Transformers, as I teach them
Dan Scott
Founder, MDJ Studios
You've used ChatGPT. The "T" stands for Transformer. That's the neural-network architecture sitting underneath every mainstream LLM: Claude, Gemini, GPT, Llama. Same shape on the inside.
When I teach transformers at General Assembly, I get about an hour. My students are smart adults who can code but haven't done matrix math since college. That constraint forces a particular approach. Strip everything non-essential, teach exactly one idea, make it stick. Here's that one-hour version.
The problem transformers solved
Before transformers, the best language models read text the way you read a book, one word at a time, front to back. That's an RNN (recurrent neural network). The model would process "the," remember it, then "cat," update its memory, then "sat," update again, and so on. By the time it got to the end of a paragraph, it had mostly forgotten the beginning.
Two problems. It's slow, because you can't start processing word 5 until you're done with word 4. And it's forgetful, because early context fades by the end.
RNN (the old way):
word1 → word2 → word3 → word4 → word5 → word6
| | | | | |
mem mem mem mem mem mem ← memory degrades each step
Transformer (the new way):
word1 word2 word3 word4 word5 word6
↕═══════ all words look at all other words at once ═══════↕
The big idea: every word looks at every other word
Transformers replace "read one at a time, keep a fuzzy memory" with "let every word look at every other word at the same time."
My classroom analogy. Instead of students taking turns contributing to a discussion, every student simultaneously scans the whole room and notes which classmates matter most for understanding what they themselves are trying to say.
That scanning is called attention, and it's the one thing you actually need to understand.
How attention actually works
For any given word, attention answers one question: of all the other words in this sentence, which ones matter most for understanding me?
Take the sentence "The cat sat on the mat." To understand the word "sat," which words matter? "Cat" (who sat) and "mat" (where they sat). "The" doesn't add much. A trained attention mechanism puts heavy weight on "cat" and "mat," light weight on "the":
Here's how it does that. Every word is turned into three versions of itself:
- Query: what this word is trying to figure out
- Key: what this word offers to others
- Value: what this word actually contains
Stay with the classroom. Think of each word as a student holding up two pieces of paper. On one paper is the question they're trying to answer (Query). On the other is their area of expertise (Key). To figure out which classmates to listen to, each student checks whose expertise-paper best matches their question-paper. Those are the classmates whose Value (their actual contribution) gets weighted into the answer.
That whole process is three matrix multiplications and a softmax. This is the part I usually skip the math on and just show the code:
import numpy as np
def softmax(x, axis=-1):
x = x - x.max(axis=axis, keepdims=True)
e = np.exp(x)
return e / e.sum(axis=axis, keepdims=True)
def self_attention(X, Wq, Wk, Wv):
# X: your input sequence, shape (sequence_length, embedding_dim)
Q = X @ Wq # Queries: what each word is asking
K = X @ Wk # Keys: what each word offers
V = X @ Wv # Values: what each word contains
scores = Q @ K.T / np.sqrt(Q.shape[-1]) # how well each Q matches each K
weights = softmax(scores, axis=-1) # turn scores into weights
return weights @ V # weighted mix of the Values
That's self-attention. Not ten thousand lines of black magic. Twelve lines of linear algebra. Everything else in a transformer is scaffolding around this.
Why this won
Two reasons transformers replaced everything else.

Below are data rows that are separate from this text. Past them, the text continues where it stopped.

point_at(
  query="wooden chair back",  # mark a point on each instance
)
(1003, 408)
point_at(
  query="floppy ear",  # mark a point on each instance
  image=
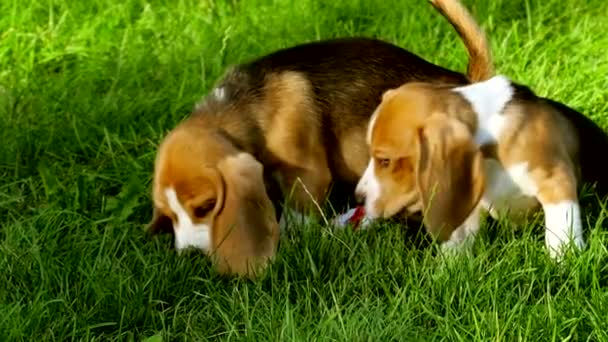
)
(160, 223)
(450, 174)
(246, 231)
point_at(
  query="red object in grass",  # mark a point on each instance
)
(358, 215)
(352, 217)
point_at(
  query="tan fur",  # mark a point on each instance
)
(434, 165)
(274, 118)
(431, 131)
(295, 123)
(228, 186)
(548, 142)
(480, 65)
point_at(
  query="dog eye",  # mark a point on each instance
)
(204, 209)
(384, 162)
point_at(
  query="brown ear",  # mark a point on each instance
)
(450, 174)
(246, 231)
(160, 223)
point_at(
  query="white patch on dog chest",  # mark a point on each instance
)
(369, 187)
(488, 99)
(187, 233)
(509, 191)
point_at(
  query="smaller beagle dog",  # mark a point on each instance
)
(455, 151)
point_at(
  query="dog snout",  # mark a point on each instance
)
(360, 193)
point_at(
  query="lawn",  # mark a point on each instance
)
(88, 89)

Speed. Attention is one giant matrix multiplication, and GPUs love nothing more than giant matrix multiplications. RNNs were sequential; transformers are embarrassingly parallel. You can train on billions of tokens in days instead of months.
Reach. Every word has direct access to every other word, with no intermediate steps for information to degrade through. When a modern LLM answers a question about something you said 50,000 tokens ago, it's because every word in that 50,000-token window can directly attend to every other word. An RNN would have paved over that memory hundreds of paragraphs earlier.
What I leave out of the hour
A real transformer has more in it. Positional encoding, so the model knows word order. Multi-head attention, running several attention computations in parallel with different learned projections. Feed-forward layers, residual connections, layer normalization. All of those are important to implementing a transformer. None of them are important to understanding why transformers work.
The one core insight (every word attending to every other word) is the thing. Everything else is engineering that makes it fast, stable, and scalable.
Takeaway
Next time you read about a new LLM, you can mentally substitute: a machine that learned, very carefully, which words should pay attention to which other words. That's the architecture in one sentence.
Everything people find impressive about modern AI (coherent long outputs, summarizing a 200-page document, the "it seems to understand me" feeling) is that one idea, run at terrifying scale.
If you want to go deeper from here:
- Attention Is All You Need. The 2017 paper that introduced the architecture. Short and surprisingly readable.
- The Illustrated Transformer by Jay Alammar. The canonical visual walkthrough.
- 3Blue1Brown's neural network series. For when you want the math made beautiful.